Lafayette County High School is an accredited comprehensive public high school located in Stamps, Arkansas, United States. The school provides secondary education in grades 7 through 12 for approximately 220 mi2 of rural, distant communities of eastern Lafayette County, Arkansas, including Buckner, Falcon, Lewisville, Stamps and surrounding area. It is one of two public high schools in Lafayette County and the sole high school administered by the Lafayette County School District.

As of 2003, Lafayette County High School had over 900 students, and 45 instructors. Lafayette County has earned distinctions in Ingram's Magazine out of Kansas City for being the top 15 schools in the Texarkana area in average ACT composite scores.

== Academics ==
Lafayette High School is a Title I school that is accredited by the ADE and has been accredited by AdvancED since 1931.

=== Curriculum ===
The assumed course of study follows the Smart Core curriculum developed by the Arkansas Department of Education (ADE), which requires students complete at least 24 units prior to graduation. Students complete regular coursework and exams and may take Advanced Placement (AP) courses and exam with the opportunity to receive college credit.

Students have participated in Academic Competitions, NASA's Great Moonbuggy Race, Speech and Debate.

== Athletics ==
The Lafayette County High School mascot is the cougar with navy blue and silver serving as the school colors.

The Lafayette County Cougars compete in interscholastic activities within the 2A Classification, the state's 2nd smallest classification administered by the Arkansas Activities Association.
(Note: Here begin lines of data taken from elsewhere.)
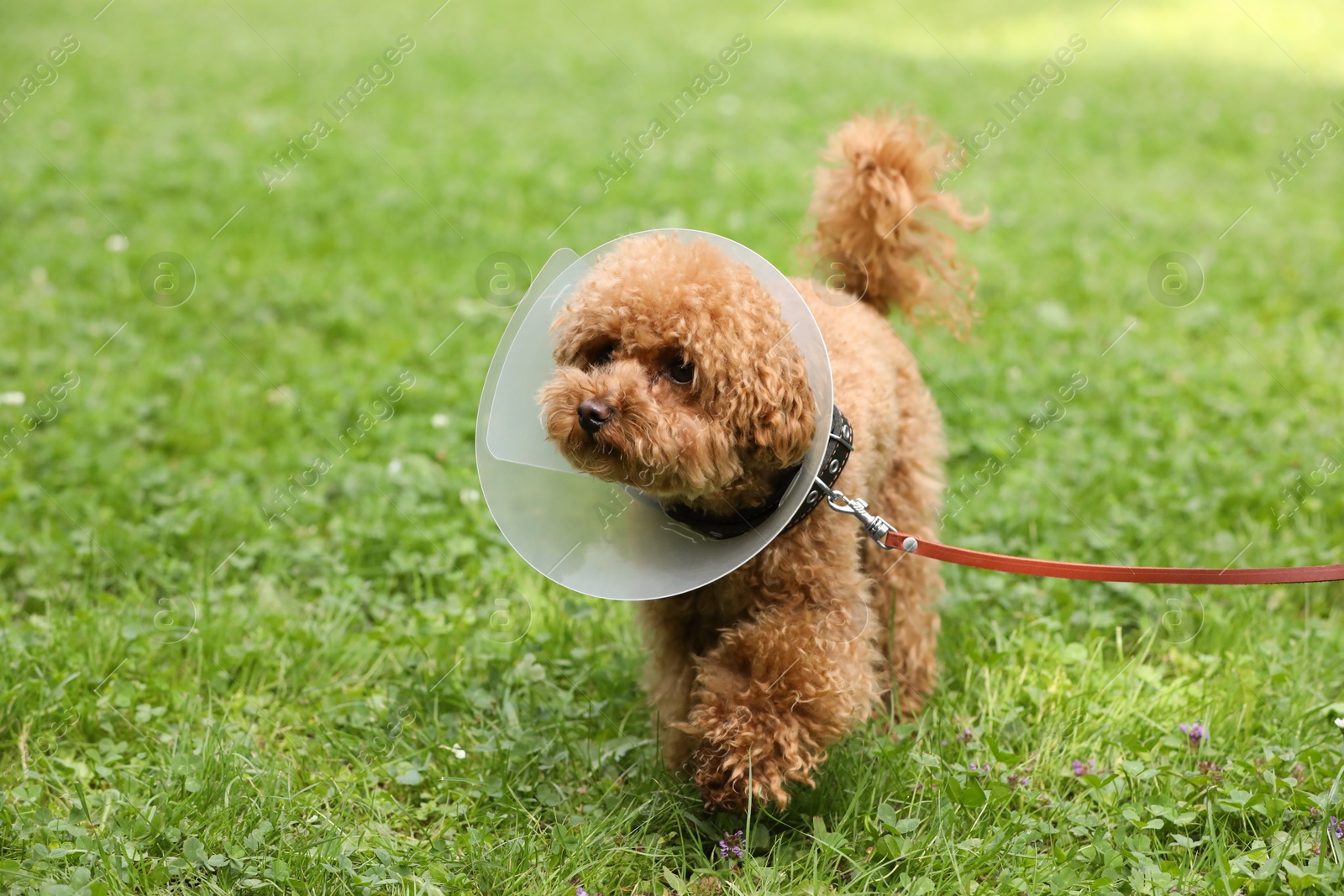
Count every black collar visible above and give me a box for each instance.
[663,406,853,538]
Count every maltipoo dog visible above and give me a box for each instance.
[539,108,984,809]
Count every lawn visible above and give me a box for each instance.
[0,0,1344,896]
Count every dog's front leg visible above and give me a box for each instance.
[681,590,880,809]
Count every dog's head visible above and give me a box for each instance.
[538,235,816,505]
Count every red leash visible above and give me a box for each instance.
[817,479,1344,584]
[879,529,1344,584]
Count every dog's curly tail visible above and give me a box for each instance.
[809,112,990,336]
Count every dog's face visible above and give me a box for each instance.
[538,235,816,501]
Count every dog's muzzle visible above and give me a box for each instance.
[576,398,616,435]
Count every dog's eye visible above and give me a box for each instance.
[668,354,695,385]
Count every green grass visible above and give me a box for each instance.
[0,0,1344,896]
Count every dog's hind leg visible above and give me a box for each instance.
[864,359,942,715]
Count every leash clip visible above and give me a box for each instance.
[816,477,897,551]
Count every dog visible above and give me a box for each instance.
[538,113,988,810]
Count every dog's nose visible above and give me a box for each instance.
[578,398,616,435]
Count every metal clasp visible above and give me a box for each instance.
[816,477,910,551]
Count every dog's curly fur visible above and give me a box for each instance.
[539,108,983,807]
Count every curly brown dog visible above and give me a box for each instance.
[539,114,984,809]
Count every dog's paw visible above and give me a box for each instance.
[683,706,825,810]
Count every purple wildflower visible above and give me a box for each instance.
[719,831,742,858]
[1176,721,1208,750]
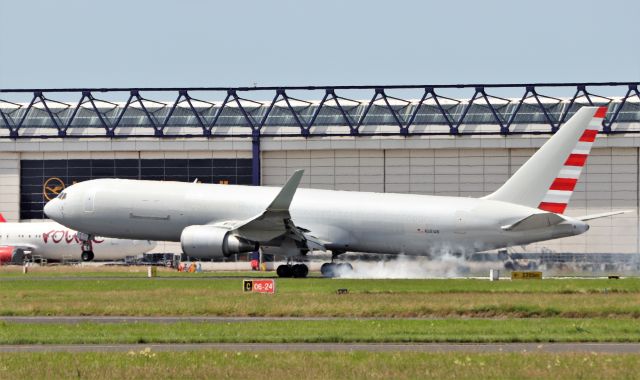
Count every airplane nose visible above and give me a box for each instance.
[44,199,62,222]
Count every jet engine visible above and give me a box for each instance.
[180,226,256,259]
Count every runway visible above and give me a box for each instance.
[0,343,640,354]
[0,316,370,324]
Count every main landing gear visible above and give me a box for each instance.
[320,262,353,277]
[80,251,95,261]
[276,263,309,278]
[78,233,95,261]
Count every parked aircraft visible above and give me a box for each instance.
[0,214,156,263]
[45,107,620,277]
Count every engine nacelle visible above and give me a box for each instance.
[180,226,256,259]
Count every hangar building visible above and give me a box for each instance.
[0,83,640,253]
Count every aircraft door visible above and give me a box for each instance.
[453,211,470,235]
[84,189,97,213]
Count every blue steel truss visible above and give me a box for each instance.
[0,82,640,139]
[0,82,640,185]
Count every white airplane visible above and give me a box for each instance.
[0,214,156,264]
[44,107,624,277]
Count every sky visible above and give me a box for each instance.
[0,0,640,89]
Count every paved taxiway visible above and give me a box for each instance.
[0,343,640,354]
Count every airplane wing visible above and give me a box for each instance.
[576,210,633,222]
[502,212,565,231]
[231,170,326,250]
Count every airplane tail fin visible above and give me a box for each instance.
[485,107,607,214]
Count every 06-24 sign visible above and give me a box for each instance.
[242,279,276,293]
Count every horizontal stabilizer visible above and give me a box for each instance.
[502,212,565,231]
[576,210,633,222]
[234,170,304,242]
[267,170,304,211]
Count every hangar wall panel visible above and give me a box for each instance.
[262,144,640,253]
[0,153,20,222]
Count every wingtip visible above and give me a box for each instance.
[593,106,608,119]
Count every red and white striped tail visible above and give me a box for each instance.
[538,107,607,214]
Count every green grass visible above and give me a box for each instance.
[0,274,640,318]
[0,351,640,380]
[0,318,640,344]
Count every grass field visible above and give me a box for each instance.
[0,350,640,380]
[0,318,640,344]
[0,268,640,379]
[0,272,640,318]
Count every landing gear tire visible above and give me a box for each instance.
[276,264,309,278]
[291,264,309,278]
[276,265,293,278]
[80,251,94,261]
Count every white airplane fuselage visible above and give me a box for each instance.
[45,179,588,256]
[0,222,156,261]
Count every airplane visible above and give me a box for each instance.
[44,107,626,277]
[0,214,156,264]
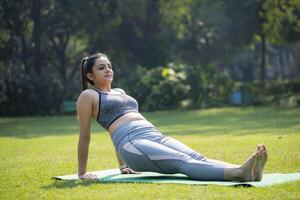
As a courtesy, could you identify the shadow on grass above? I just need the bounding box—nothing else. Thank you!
[41,180,101,189]
[0,107,300,138]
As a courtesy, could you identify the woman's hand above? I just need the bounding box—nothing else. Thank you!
[78,174,98,180]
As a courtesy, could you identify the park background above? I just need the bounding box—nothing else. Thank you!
[0,0,300,199]
[0,0,300,116]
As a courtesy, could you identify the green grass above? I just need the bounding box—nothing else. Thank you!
[0,107,300,199]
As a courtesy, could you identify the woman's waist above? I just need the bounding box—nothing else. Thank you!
[108,112,146,136]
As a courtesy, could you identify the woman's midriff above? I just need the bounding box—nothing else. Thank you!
[108,112,146,136]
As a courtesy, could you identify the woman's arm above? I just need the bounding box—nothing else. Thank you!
[76,91,93,177]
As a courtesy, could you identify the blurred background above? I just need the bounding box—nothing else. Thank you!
[0,0,300,116]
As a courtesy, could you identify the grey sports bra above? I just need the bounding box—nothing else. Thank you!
[96,89,138,129]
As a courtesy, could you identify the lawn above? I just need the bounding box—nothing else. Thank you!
[0,107,300,199]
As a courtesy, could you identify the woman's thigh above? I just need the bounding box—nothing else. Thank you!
[118,139,191,173]
[160,136,206,161]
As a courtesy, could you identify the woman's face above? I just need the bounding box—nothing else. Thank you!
[89,57,114,85]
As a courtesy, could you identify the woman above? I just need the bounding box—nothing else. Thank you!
[77,53,268,181]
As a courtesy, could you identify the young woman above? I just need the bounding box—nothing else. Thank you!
[77,53,268,181]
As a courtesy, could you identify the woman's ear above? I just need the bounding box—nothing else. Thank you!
[86,73,94,81]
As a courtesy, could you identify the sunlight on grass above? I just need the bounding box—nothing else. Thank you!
[0,107,300,199]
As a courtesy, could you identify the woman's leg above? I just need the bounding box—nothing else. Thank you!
[159,136,240,168]
[119,138,259,181]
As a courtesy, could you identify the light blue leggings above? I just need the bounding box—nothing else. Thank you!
[112,120,226,181]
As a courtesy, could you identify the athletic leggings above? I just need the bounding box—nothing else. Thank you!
[112,120,226,181]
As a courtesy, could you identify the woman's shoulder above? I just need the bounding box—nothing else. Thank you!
[114,88,126,94]
[77,89,98,102]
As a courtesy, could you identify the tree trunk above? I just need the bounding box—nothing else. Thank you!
[260,34,266,94]
[31,0,42,75]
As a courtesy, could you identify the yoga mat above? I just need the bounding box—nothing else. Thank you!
[52,169,300,187]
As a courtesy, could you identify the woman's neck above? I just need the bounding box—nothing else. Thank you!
[94,85,111,92]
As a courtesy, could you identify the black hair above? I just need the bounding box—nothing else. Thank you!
[80,53,107,91]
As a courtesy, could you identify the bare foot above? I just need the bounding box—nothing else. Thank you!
[253,144,268,181]
[231,151,260,182]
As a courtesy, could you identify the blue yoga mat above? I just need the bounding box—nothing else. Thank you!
[52,169,300,187]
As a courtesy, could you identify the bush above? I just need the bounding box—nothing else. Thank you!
[0,72,63,116]
[121,64,189,111]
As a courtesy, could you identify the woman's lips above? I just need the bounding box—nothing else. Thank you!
[105,74,112,78]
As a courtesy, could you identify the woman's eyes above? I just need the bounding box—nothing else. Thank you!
[98,65,112,70]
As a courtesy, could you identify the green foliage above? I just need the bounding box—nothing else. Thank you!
[187,65,233,108]
[0,0,300,115]
[260,0,300,44]
[127,63,189,111]
[0,107,300,200]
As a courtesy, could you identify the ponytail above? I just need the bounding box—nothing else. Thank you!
[80,57,88,91]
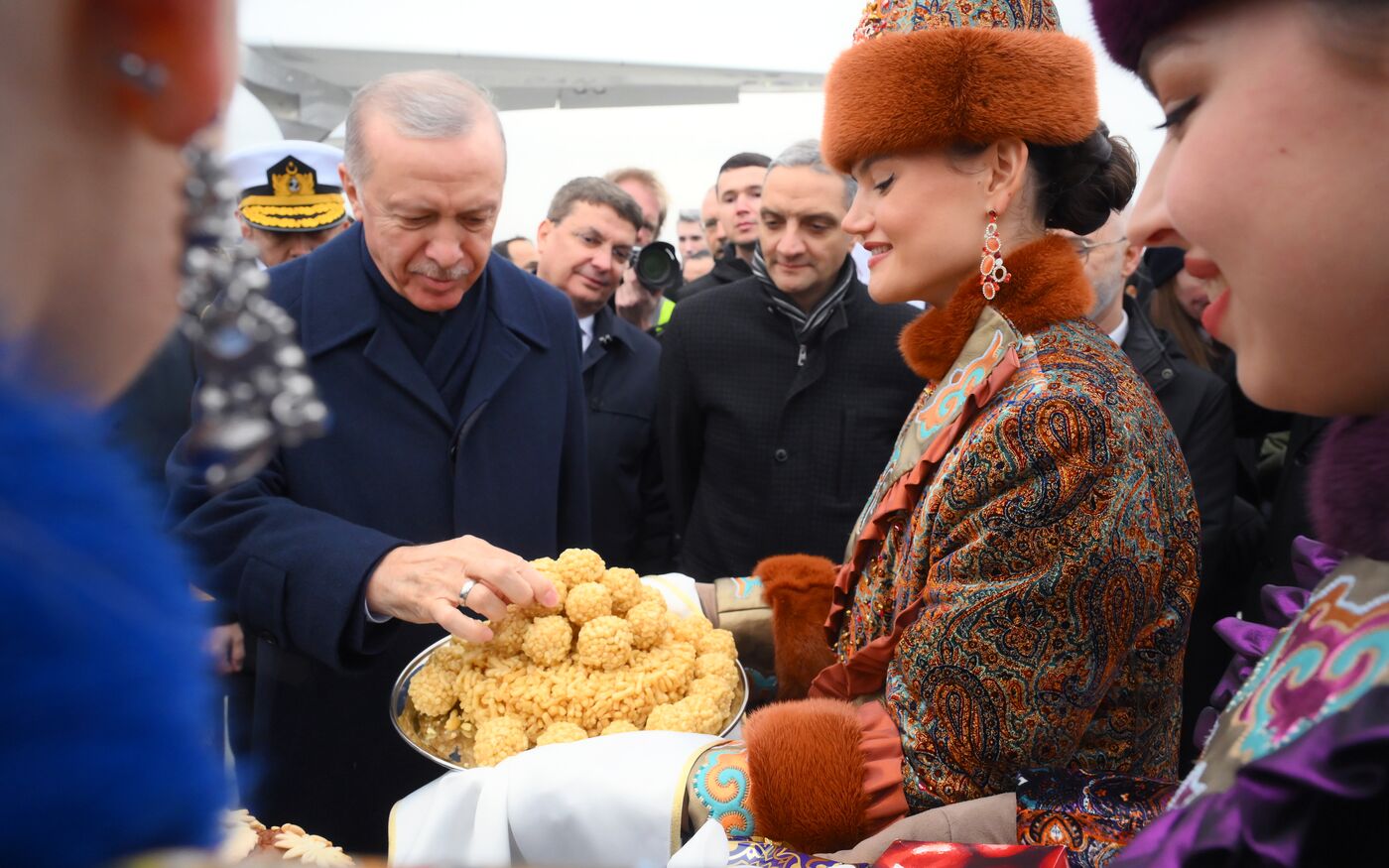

The Cougars play within the 2A Region 7 Conference for football and the 2A Region 7 East Conference for basketball.

The Cougars fields junior varsity and varsity teams in golf (boys/girls), volleyball, basketball (boys/girls), tennis (boys/girls), track and field (boys/girls), baseball, and softball, along with cheer and dance.

== School shootings ==
On January 7, 1980, 16-year-old Evan Hampton, high school freshman student at Stamps High School, waited in a classroom for 19-year-old student Mike Sanders, whom he immediately killed. Hampton went to the principal's office, turned in the gun and waited for his arrest by police. He was convicted of first degree murder, sentenced to 20 years and was released after only serving four.

On December 15, 1997, 14-year old Joseph "Colt" Todd shot two students with a .22-caliber rifle as he hid in the woods outside of campus. He told law enforcement that he was tired of getting bullied, 17-year old Grover Henderson and 15-year old LaTisia Finley survived. and he was sentenced to five years in prison with 2 1/2 years suspended.